Given that the child in utero is literally a member of the homo sapiens species it is literally a human being and violent, torturous, or other mutilating acts against him or her is literally inhumane. Abortion openly harms all aborted children. And from about the 20th week onward, when they are known to be able to feel pain, abortion injures, hurts, and tortures children in utero causing their suffering.

Now at this point, one may object that: “Abortion is legal, so whatever it does to humanity it is not a ‘crime.'” But this objection misses the point. The chief reason for international laws regarding human rights is that different states and nations may have radically inhumane and even tortuous laws that violate people’s human rights. The grounding for human rights is not legal convention but human nature. Crimes against humanity violate human rights, no matter whether they are legal or not. Abortion is currently legal in much of the western world but chattel slavery was legal for ages in most of the world, forced marriage of adolescent girls is legal in many areas, homosexuality is grounds for death in some countries, and apartheid was legal for many years in South Africa. The category of “crimes against humanity” is expressly established for the sake of human rights violations, not just civil or criminal offenses relative to a country.

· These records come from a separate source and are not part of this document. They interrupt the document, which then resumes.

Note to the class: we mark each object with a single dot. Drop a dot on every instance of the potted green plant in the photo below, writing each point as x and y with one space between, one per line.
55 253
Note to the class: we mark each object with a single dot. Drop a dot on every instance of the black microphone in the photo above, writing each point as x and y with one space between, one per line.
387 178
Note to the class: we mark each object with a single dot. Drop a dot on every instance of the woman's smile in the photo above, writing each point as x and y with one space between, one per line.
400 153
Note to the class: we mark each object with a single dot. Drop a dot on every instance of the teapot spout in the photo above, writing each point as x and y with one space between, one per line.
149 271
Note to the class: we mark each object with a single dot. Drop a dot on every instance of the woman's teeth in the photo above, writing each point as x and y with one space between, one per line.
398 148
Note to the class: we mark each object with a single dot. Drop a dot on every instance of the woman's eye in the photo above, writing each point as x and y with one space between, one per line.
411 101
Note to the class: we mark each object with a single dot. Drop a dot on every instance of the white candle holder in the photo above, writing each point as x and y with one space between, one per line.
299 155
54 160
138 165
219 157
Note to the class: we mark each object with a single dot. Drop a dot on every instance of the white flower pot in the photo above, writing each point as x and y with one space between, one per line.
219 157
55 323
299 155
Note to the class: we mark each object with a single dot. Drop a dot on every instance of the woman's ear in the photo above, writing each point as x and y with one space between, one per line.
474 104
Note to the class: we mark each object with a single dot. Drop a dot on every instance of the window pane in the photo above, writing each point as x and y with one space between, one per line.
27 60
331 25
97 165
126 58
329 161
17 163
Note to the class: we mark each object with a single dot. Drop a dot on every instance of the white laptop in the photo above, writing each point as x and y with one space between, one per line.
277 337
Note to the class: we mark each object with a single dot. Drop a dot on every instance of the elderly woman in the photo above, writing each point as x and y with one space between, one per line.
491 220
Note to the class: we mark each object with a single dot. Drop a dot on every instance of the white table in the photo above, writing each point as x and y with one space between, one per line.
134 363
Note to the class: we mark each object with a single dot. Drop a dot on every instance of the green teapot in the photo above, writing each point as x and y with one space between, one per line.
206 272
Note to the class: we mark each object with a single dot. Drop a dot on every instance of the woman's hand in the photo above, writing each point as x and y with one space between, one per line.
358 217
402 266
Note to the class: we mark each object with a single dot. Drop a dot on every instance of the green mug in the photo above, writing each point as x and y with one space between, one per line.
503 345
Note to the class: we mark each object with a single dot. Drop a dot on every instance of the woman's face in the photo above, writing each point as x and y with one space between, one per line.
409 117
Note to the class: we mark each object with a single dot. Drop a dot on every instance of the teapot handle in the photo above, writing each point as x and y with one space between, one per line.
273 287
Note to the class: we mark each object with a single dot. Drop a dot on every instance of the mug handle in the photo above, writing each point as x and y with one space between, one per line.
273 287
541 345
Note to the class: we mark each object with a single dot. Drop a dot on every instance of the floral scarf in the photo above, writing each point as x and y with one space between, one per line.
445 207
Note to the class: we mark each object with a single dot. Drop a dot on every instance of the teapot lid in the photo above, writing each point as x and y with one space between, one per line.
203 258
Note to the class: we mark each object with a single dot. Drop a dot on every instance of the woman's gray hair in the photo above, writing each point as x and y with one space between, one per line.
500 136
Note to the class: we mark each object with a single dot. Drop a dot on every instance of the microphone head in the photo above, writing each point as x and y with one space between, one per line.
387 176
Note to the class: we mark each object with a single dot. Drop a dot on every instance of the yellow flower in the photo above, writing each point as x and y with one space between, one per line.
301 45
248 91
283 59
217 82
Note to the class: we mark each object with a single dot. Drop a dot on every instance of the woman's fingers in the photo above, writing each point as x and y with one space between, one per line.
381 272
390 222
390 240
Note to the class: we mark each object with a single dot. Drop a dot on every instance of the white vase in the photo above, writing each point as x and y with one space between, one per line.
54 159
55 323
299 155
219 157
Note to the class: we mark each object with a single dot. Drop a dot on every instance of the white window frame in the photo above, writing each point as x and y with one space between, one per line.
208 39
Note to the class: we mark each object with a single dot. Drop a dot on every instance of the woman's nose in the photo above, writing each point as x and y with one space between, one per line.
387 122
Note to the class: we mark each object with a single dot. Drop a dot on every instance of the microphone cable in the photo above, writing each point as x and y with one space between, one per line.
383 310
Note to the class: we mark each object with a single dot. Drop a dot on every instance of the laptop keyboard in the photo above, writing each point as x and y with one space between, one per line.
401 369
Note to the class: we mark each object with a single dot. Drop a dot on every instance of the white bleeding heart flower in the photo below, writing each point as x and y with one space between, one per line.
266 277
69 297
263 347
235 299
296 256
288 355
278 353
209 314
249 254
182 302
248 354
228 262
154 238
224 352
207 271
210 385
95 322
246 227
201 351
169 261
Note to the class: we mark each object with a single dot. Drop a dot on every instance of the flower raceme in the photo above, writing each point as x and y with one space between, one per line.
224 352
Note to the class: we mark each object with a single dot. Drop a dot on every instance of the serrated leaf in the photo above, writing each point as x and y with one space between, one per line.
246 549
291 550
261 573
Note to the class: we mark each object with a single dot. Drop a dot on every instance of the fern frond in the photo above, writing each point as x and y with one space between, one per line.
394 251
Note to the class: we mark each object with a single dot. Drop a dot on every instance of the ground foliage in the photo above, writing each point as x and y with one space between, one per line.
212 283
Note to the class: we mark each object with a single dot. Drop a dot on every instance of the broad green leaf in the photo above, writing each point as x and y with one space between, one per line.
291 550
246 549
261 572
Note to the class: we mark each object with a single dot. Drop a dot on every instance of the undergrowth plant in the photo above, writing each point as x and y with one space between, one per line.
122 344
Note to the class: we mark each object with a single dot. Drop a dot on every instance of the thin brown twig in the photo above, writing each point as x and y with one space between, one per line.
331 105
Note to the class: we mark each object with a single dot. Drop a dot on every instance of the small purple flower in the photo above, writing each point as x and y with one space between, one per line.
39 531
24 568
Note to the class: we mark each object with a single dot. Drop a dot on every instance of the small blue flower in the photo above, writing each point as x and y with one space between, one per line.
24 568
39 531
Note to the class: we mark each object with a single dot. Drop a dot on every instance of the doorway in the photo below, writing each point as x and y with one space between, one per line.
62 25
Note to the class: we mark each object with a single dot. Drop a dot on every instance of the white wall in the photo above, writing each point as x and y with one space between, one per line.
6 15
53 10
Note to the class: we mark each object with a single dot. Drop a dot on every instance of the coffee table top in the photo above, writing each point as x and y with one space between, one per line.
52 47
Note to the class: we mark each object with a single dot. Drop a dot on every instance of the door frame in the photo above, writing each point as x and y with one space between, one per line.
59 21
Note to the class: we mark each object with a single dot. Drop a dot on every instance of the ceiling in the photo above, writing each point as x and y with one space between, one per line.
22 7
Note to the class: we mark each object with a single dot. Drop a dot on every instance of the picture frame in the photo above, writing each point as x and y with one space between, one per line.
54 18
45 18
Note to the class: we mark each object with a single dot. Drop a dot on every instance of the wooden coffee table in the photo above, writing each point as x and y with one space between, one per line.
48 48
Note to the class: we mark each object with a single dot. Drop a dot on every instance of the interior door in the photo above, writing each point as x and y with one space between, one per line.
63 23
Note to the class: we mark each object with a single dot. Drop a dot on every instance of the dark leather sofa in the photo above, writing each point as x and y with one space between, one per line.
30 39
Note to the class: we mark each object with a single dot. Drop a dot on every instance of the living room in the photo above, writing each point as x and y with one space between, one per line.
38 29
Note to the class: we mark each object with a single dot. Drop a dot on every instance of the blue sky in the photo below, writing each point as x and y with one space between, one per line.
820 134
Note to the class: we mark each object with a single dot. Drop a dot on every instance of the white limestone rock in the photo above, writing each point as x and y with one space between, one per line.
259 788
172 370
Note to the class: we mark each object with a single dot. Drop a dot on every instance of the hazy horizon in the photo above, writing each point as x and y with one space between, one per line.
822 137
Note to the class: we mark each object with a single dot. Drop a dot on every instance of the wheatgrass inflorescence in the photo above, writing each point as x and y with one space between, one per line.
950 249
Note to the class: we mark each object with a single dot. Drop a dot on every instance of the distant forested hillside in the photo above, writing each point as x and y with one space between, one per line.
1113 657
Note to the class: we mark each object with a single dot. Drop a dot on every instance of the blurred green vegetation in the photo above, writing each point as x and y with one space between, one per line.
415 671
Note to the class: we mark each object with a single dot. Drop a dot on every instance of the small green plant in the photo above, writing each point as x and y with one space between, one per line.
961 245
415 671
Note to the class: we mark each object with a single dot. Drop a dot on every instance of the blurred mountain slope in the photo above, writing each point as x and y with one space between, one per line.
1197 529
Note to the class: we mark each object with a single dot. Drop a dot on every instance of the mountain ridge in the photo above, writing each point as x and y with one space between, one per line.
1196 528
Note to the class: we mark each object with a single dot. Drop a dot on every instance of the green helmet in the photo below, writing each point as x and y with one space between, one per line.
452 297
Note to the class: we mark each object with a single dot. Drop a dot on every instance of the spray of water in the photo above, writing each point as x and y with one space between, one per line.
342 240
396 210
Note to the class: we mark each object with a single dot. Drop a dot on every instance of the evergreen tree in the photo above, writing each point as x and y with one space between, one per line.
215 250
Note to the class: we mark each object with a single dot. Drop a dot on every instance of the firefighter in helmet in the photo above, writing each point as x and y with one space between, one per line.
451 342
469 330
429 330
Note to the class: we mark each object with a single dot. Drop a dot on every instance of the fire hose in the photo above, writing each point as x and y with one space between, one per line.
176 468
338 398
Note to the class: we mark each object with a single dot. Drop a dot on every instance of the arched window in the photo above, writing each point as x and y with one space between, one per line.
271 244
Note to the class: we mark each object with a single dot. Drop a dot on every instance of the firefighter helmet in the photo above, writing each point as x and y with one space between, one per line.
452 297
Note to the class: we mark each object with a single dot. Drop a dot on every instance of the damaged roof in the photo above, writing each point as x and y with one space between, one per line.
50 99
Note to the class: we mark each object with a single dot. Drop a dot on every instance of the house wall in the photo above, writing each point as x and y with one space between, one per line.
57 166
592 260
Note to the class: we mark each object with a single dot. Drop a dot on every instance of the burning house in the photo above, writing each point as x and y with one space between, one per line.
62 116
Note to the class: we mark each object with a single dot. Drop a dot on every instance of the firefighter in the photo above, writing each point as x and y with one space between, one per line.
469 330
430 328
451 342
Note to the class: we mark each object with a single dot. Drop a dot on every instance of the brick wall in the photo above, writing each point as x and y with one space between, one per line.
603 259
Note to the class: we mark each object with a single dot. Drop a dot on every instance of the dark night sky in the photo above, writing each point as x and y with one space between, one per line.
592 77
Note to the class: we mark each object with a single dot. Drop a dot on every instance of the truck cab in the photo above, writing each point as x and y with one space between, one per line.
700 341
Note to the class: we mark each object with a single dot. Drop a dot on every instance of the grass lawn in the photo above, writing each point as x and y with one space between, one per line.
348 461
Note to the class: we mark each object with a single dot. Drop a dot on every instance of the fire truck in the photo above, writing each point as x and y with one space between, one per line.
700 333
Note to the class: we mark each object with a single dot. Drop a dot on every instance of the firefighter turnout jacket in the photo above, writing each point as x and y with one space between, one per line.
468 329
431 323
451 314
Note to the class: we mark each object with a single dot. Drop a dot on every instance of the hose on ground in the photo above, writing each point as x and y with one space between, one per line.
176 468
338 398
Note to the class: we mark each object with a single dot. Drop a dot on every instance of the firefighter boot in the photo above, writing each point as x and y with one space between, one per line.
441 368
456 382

What can we conclude, then, about abortion? Abortion is a clearly a crime against humanity on many levels, and for those aspects of the phrase to which it does not directly align, such as sex slavery and racism, it indirectly aligns with or accommodates those abuses. Returning to the comparison at the beginning of this post, whatever wrongs we might find in corporate cronyism or white collar crimes, we are probably not dealing with a crime against humanity anywhere comparable to that of abortion. It is hard, if not impossible, to find any event natural or man made, in human history that has killed more human beings than abortion.